I know all of this means nothing to those of you who don't know me, but I wanted some reassurance that when the world is not kind (and trust me, the world has not been kind to me this week) that my friends still love me. Even if my driving leaves something to be desired.

And, Mr. Critic, can we not tell your wife I posted her email?

Sunday, December 12, 2004

"I'll see what you're made of by what you make of me" - Ani DiFranco

I went to a cheerleading competition Saturday afternoon. I know what you're thinking, "what's a rational adult doing at a cheerleading competition?" Trust me, I asked myself that very question several times throughout the afternoon, but I was there to see two of my student workers who were competing in an open collegiate squad. It was actually pretty cool once I got over the cheerleading aspect of it. Some of those squads were amazing! And of course my boys did a great job. I was very impressed!
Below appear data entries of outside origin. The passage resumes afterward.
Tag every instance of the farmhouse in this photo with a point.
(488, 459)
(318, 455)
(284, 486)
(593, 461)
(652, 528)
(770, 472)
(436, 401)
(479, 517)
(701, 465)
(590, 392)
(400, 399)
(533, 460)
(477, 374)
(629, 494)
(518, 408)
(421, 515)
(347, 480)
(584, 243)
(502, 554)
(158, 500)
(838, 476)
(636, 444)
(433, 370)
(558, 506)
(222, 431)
Saturday night saw me at another Shrug show. Actually it was a release party for the Dayton After Dark compilation CD. There were 4 bands there with very distinct sounds: Sleepybird,
Days without End, Shrug, and My Latex Brain (the website wasn't working). It was an interesting show. I arrived towards the end of Sleepybird's set, but I was impressed with what little I saw, especially the theremin. I've never seen one played live before. It was f*&king cool! Days without End was pretty good. They had a substitute singer who did a phenomenal job. Then it was Shrug's turn. They were great as usual. And finally My Latex Brain played, and they kicked ass! It was all metal, angry, bass-driven, head-bangin' rock-n-roll. It was the kind of band I would've followed around when I was 18. Now, I'm following around Shrug. Well, for the last three weeks anyway. It's amazing how much I've mellowed out, but at least I still have decent taste in music!
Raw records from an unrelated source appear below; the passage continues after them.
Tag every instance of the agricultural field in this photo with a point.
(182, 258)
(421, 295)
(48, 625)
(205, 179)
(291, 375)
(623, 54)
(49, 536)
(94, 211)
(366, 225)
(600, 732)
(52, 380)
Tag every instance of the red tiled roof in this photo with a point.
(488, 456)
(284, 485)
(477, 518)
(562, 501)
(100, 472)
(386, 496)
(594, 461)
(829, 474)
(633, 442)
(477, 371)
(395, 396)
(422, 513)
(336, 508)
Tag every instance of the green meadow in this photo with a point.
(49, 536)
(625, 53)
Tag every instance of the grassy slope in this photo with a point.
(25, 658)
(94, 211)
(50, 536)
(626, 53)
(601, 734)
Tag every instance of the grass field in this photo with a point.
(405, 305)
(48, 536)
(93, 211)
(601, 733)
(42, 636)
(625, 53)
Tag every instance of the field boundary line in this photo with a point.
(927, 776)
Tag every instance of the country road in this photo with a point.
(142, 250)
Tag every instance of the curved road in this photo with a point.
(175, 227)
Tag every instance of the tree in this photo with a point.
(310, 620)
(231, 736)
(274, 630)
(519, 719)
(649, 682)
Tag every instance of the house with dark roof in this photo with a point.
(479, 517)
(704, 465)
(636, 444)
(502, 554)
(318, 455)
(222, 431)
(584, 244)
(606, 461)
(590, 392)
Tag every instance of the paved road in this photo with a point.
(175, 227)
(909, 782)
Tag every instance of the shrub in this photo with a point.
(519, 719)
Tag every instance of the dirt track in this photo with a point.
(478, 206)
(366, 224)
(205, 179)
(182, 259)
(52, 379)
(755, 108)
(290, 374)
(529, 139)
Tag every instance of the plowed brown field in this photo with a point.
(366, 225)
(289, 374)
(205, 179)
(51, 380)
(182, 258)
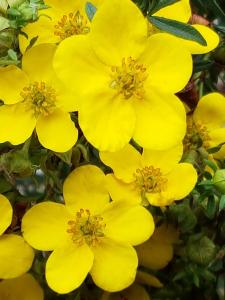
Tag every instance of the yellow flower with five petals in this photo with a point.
(35, 98)
(124, 81)
(156, 177)
(16, 256)
(61, 20)
(206, 124)
(88, 234)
I've added a few new links. My friend resident jason's band is working on their first indie label CD, so I thought I'd post a link to their site. Mona is the band that opened for Shrug the first of the three weekends I went to see them play. They are this year's winner of the Dayton battle of the bands, and they are awesome! Finally, because I'm in need of a little feminist perspective and she helped out today, I added a link to Ani DiFranco. I also added Neil Gaiman's main webpage under authors, although you can get to it from his journal. I just thought Sherman was getting lonely there all by himself. I really need to do something with the authors, but I don't read mainstream kind of stuff and I don't think Rumi needs a website.

This is longer than it needs to be. I'll shut up now.
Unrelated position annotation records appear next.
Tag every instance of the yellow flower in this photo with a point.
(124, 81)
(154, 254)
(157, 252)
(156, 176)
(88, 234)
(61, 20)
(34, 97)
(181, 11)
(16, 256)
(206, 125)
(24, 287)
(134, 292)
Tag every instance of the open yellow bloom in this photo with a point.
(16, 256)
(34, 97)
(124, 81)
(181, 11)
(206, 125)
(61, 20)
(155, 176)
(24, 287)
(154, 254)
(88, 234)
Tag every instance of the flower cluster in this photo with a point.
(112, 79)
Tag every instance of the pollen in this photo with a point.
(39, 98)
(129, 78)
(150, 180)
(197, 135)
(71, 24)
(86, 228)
Thursday, December 09, 2004

***I should've posted this sooner, but I would like to publicly thank Shrug for posting a link to this blog from their website. I think my exact words were, "that's so cool", which it is. Thank you.

I changed the comments field so you no longer have to have a blogger account to leave a comment, but in the process it deleted the comments that were already there. Sorry guys! I hope this works.

There are more updates on the way.

Tuesday, December 07, 2004

Happy Chanukah!

And now this little Jewish girl is off to the college Christmas party...

Sunday, December 05, 2004

Won't you be my neighbor?

I am a very bad dorm supervisor. The boys were having a popcorn fight that escalated to putting shaving cream on each other's doors to a water fight, and all I did was watch and laugh. Now, purely out of guilt for not stopping them, I feel the need to make them clean up the mess. We'll see what happens. They're all playing innocent now. Boys!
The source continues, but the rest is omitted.